At the recent convocation of IIT Madras, Jigisha Tailor and his son Aditya Kapadia they took the stage together to collect their titles. Jigisha is 45 years old. Aditya is 21. Neither had planned to finish at the same time, and neither expected to be called up together. Jigisha spent 16 years teaching electronics at an engineering college in Bharuch, Gujarat, before family responsibilities took her out of the classroom in 2019. Three years later, she returned to a classroom, this time as a student, in a course her son had introduced her to.
How the online BS program became a family decision
Aditya enrolled IIT Madras Online Bachelor of Science (BS) in Data Science and Applications in 2021, at the age of 18. The Covid-19 pandemic had closed campuses across the country, so an online degree from IIT Madras carried the same practical weight as any other option available at the time. Data science and artificial intelligence (AI) interested him on their own merits, regardless of the circumstances of the pandemic. At that time, online students also had to be enrolled in a face-to-face institution, so Aditya started the IIT Madras course along with a diploma at a university in Ahmedabad. This changed once the senate of IIT Madras declared the online BS degree equivalent to a regular four-year course. Aditya dropped the diploma and continued solely with the IIT Madras program. Jigisha initially watched from the sidelines. The course work spanned statistics and systems, close enough to his background in electronics to feel familiar and different enough to feel new. Aditya encouraged her to sign up, and by the end of 2022, she enrolled, according to The Indian Express.
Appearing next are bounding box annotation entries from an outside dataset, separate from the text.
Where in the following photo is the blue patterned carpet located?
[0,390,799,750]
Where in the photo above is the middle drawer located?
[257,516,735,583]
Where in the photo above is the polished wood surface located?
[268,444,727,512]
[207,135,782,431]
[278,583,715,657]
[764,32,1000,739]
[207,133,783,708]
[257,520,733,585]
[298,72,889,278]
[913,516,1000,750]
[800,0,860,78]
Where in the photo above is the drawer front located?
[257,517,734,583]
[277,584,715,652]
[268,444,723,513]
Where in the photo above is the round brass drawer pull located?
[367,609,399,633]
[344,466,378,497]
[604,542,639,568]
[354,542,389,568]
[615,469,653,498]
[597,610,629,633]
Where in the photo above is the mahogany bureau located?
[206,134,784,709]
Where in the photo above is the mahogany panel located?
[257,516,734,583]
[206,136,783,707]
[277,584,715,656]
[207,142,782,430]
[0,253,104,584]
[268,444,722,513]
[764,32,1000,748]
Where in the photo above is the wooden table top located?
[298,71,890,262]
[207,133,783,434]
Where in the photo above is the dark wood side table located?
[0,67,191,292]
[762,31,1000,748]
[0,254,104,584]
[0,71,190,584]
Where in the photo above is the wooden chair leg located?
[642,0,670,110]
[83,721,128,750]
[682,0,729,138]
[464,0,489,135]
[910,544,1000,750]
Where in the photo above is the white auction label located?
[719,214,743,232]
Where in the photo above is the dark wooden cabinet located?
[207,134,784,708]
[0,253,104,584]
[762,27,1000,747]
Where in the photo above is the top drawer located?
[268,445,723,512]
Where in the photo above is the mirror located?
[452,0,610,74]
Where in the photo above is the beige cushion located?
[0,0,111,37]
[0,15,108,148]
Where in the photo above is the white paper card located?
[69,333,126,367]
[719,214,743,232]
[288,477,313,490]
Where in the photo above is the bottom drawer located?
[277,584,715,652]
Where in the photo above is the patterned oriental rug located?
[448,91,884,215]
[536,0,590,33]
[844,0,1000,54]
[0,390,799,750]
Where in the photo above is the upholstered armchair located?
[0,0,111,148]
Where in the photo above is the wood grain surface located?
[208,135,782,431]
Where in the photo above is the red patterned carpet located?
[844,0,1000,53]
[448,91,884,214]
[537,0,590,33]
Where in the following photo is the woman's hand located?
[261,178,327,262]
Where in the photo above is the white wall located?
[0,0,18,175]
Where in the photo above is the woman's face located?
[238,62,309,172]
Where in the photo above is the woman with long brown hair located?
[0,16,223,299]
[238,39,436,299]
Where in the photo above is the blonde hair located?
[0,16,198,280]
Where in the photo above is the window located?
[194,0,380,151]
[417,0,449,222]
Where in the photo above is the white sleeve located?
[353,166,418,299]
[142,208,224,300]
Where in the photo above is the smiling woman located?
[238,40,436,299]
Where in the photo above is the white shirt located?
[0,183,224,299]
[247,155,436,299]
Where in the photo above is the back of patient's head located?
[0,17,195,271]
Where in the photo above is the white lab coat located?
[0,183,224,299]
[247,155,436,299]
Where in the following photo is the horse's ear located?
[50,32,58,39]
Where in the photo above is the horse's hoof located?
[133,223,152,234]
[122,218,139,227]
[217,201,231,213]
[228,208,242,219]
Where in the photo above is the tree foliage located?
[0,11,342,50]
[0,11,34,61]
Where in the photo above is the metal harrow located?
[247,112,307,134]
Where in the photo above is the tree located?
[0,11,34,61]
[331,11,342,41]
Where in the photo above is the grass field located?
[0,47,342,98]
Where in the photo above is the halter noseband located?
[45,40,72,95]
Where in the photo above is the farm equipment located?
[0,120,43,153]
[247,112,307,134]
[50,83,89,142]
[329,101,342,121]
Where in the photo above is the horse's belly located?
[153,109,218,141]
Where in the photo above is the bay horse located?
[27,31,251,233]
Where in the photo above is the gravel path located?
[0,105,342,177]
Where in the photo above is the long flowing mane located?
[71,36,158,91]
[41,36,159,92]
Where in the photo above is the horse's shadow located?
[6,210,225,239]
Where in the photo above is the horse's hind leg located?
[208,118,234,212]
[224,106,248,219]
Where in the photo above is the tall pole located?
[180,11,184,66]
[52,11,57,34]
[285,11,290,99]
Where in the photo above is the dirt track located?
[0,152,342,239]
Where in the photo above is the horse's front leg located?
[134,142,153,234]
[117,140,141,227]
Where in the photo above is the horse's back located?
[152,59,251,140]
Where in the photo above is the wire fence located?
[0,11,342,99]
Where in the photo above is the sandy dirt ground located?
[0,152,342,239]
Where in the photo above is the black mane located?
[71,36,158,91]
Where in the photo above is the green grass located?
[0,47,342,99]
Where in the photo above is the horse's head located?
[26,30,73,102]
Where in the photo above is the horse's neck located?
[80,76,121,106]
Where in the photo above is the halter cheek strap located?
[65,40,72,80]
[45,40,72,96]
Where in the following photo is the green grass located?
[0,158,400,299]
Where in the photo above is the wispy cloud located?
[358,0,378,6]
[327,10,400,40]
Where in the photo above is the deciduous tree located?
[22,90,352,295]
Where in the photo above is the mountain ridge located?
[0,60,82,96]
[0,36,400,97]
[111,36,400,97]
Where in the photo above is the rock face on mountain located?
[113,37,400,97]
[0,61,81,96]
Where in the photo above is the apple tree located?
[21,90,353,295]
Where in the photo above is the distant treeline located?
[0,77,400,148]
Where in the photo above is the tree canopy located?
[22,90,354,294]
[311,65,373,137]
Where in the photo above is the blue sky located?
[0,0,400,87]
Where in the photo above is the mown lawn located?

Balancing studies, housework and a gap of decades
Restarting academic life after years away from formal studies was not immediate. Jigisha needed time to relearn math and statistics before the material became manageable again. He relied on the institute’s live doubt-clearing sessions, some of which went past midnight, along with a WhatsApp group of his batchmates. He kept his course load light, taking one or two subjects a semester, unlike Aditya, who often took four at a time. The flexible pace of the program made it possible for both working professionals and returning students. Her daily routine began around 4:30 in the morning, with studying finished at seven, followed by homework and more courses until the early afternoon. Not everyone around him understood the decision. Extended family members asked why he was going back to school at this stage of life. At home, however, the reception was different. Her husband, also a university professor, supported her through difficult phases, even at times when she doubted that continuing the course was worth the pressure. His father-in-law kept track of his project deadlines, and his mother-in-law, who used a wheelchair, also stayed involved in his progress.
From study partners to academic competitors
Over time, Jigisha and Aditya’s relationship went from father and son helping each other to something closer to comrades. Both pursued the same academic goals, and a sense of competition developed around the “S” grade, the program’s highest distinction awarded to the top 5 to 10 percent of students, above the high-distinction “A” grade. Aditya, having passed his diploma subjects earlier, had a head start and guided his mother through the later stages of the programme, including live and online proctored exams.
Life after graduation
Aditya completed his bachelor’s degree in 2024. He interned as a data science intern at Syngenta before receiving a full-time position with the company. Jigisha finished her program at the same time, but decided to take a break before looking for a job. Her youngest son is currently in class 12 and she wanted to be available during this period. She has not ruled out a return to teaching, and her husband has suggested that she take guest lectures at his university, given her extensive academic background.
A call that neither of them had foreseen
The two did not sit together during the ceremony as undergraduate and graduate students were seated in separate sections. Their joint appearance on stage was arranged after a bandmate mentioned their story at a pre-convocation dinner, and the timing was not something either of them had foreseen. For Aditya, watching his mother study during these years offered a different view of her, one shaped by the same discipline and effort he associated with his own routine. The shared academic journey brought mother and son closer, bringing a new dimension to their relationship beyond the degree itself.